# (SPUN) Neer Hair mullet



## vise_master (Jun 9, 2010)

Check this chit out wuz jus getting creative for the afternoon came up w/ this. Still needs work though.


----------



## richwalker71 (Feb 11, 2010)

I would fish that.
It'll push a little water. Perfect canal fly. Snook and Baby Tarpon oughta crush that.


----------



## matthew (Sep 3, 2009)

I like that NICE fly...


----------



## kbuch312 (Feb 17, 2007)

Very aggresive weed guard.
Looks awesome.


----------



## vise_master (Jun 9, 2010)

yeh i shortened the weed guard after that pics


----------



## HaMm3r (Dec 11, 2006)

Looks cool!  Put some wings on it and you'll have a fruit fly pattern too.  ;D


----------



## vise_master (Jun 9, 2010)

i thought it looked like a rapid squirrel


----------



## Lappy_16 (Nov 5, 2007)

> i thought it looked like a rapid squirrel


LMAO!!! thats just what i was thinking, the snook in chart. harbor creeks would destroy that!
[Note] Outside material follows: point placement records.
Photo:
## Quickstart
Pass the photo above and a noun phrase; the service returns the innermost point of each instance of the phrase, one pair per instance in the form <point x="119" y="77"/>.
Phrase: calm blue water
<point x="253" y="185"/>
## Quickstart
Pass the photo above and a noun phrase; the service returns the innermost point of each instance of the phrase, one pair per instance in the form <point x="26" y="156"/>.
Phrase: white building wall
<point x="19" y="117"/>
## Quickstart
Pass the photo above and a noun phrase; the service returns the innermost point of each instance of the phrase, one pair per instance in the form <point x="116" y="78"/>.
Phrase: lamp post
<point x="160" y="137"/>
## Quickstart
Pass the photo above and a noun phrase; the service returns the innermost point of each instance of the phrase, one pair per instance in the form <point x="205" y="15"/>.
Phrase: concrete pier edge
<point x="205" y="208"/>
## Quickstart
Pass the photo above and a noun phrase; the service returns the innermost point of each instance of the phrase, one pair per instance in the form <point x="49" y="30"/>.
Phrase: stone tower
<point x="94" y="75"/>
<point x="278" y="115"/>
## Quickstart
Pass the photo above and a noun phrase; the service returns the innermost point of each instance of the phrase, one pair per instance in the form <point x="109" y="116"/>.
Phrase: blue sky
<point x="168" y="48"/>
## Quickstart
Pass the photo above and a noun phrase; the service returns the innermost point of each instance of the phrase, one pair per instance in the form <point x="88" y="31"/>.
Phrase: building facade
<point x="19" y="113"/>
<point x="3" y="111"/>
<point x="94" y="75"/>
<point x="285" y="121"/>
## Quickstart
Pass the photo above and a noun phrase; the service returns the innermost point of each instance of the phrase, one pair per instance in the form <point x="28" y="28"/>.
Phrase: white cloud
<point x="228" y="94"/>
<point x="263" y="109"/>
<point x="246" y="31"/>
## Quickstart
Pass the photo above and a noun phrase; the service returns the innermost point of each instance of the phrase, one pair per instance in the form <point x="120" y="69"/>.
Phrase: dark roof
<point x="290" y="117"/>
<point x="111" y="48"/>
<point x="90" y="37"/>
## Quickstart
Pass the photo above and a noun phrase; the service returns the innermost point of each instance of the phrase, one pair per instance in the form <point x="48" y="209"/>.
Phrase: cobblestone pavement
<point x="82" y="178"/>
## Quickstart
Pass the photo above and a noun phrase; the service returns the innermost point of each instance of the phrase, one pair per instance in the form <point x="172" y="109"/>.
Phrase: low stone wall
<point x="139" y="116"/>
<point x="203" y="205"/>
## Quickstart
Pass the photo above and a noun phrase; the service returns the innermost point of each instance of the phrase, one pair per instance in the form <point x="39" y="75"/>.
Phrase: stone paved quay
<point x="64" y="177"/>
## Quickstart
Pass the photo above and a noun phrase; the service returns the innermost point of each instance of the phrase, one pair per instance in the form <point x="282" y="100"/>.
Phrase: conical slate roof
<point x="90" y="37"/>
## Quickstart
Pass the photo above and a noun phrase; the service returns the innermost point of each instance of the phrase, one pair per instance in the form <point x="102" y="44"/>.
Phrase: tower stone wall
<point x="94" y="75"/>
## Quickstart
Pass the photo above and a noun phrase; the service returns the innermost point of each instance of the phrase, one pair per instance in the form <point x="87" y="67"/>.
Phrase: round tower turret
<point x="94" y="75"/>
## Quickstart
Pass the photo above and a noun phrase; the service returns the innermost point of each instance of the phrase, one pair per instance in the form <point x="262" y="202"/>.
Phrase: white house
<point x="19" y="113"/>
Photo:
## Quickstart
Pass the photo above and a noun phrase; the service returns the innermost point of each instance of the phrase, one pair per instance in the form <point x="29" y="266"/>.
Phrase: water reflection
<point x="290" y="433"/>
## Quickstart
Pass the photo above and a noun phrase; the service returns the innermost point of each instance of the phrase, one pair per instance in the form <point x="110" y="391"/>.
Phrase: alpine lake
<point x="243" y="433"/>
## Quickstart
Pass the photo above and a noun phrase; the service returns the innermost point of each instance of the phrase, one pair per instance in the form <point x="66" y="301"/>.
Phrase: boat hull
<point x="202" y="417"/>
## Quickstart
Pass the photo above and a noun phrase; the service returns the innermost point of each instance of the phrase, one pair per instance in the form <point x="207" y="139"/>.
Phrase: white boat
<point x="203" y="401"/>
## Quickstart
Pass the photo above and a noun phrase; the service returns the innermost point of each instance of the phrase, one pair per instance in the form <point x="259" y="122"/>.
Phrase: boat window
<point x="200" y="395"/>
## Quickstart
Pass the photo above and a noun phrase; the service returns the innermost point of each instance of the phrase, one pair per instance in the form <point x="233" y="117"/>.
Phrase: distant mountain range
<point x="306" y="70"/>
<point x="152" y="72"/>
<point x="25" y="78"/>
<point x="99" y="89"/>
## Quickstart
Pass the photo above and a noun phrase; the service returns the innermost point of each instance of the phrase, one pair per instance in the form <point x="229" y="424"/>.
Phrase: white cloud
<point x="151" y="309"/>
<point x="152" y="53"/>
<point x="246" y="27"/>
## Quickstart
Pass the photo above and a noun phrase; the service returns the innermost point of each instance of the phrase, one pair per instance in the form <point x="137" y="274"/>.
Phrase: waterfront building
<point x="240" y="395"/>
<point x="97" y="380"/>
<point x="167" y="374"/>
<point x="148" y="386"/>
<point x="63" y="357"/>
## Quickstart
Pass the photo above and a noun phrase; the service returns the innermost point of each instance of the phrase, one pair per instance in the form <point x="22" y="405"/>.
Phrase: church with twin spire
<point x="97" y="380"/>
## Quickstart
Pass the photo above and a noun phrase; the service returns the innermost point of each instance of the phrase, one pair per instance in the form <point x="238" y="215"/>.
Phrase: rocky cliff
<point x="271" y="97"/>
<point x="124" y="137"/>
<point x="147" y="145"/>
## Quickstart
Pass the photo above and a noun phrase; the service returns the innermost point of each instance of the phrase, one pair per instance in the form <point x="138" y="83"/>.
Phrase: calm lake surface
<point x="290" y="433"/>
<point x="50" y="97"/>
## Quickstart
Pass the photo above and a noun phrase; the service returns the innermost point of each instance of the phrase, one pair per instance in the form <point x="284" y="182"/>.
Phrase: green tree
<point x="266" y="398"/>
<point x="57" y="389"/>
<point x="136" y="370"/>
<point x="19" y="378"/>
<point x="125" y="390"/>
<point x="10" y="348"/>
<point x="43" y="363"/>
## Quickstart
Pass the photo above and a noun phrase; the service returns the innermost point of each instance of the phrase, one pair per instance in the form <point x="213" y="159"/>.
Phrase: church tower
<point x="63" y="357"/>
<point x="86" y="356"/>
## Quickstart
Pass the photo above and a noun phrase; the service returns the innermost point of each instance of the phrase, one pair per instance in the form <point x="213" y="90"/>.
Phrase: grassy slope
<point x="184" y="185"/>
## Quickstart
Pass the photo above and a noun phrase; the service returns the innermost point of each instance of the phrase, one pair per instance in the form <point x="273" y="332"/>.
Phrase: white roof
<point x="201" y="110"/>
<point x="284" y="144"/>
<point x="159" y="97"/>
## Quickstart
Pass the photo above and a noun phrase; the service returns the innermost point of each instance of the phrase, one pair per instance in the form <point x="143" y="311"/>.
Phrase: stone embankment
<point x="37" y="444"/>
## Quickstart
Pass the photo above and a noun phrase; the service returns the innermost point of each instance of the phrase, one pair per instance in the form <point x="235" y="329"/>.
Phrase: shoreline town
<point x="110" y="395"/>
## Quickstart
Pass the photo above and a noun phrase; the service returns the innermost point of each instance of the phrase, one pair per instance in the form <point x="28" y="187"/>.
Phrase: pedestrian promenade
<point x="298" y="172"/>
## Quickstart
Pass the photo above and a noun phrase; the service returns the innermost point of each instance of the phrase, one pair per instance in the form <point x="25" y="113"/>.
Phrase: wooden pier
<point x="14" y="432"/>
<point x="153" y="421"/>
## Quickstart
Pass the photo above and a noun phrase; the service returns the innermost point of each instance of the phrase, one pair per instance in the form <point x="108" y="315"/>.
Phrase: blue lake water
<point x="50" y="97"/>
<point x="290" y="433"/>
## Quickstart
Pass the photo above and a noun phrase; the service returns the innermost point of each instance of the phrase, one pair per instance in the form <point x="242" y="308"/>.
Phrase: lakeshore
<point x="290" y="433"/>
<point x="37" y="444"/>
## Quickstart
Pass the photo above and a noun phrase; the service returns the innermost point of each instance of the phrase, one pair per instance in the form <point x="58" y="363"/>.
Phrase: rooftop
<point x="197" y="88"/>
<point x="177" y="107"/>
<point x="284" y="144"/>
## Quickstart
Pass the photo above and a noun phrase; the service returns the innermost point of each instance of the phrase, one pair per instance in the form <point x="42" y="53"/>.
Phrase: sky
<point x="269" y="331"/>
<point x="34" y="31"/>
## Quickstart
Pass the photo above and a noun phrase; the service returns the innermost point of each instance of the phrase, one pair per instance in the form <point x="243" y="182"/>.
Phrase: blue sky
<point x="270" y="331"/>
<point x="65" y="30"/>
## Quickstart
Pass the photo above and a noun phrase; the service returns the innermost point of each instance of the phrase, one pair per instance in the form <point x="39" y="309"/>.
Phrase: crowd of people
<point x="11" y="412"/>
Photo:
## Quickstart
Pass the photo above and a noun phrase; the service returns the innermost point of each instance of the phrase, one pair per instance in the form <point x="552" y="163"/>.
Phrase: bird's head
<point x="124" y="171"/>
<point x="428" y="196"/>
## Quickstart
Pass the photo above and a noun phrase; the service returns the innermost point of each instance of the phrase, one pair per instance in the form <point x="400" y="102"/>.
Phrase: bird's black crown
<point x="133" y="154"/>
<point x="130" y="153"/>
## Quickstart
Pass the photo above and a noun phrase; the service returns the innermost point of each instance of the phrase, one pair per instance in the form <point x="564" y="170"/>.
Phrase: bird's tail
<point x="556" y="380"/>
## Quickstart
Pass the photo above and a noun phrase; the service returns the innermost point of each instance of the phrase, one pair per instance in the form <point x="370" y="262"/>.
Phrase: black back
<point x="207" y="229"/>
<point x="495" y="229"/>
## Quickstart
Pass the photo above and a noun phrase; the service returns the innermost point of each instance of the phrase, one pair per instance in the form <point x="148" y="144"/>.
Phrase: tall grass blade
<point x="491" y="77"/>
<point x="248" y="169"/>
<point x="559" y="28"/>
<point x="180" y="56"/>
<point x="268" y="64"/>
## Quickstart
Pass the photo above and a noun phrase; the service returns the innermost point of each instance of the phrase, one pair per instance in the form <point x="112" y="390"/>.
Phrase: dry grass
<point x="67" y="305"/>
Could you post a step by step thread on how to tie the "Rabid Squirrel"


----------



## DSampiero (Oct 18, 2009)

> i thought it looked like a *rapid* squirrel


Hm... couldn't let this one slide.. ;D 









Or this one...



> LMAO!!! thats just what i was thinking, the snook in chart. harbor creeks would destroy that! Could you post a step by step thread on how to tie the "*Rabid Squirrel*"




;D ;D

So the creator says it is the _Rapid Squirrel_, Care to enlighten us as to why? Is it simply because it can be tide rapidly? :-?

: Nice lookin' fly, bet it would be killer in white for night time Snookin! Heck, with what the reds where slammin' this morning a white or silver/grey might have fooled them too!


----------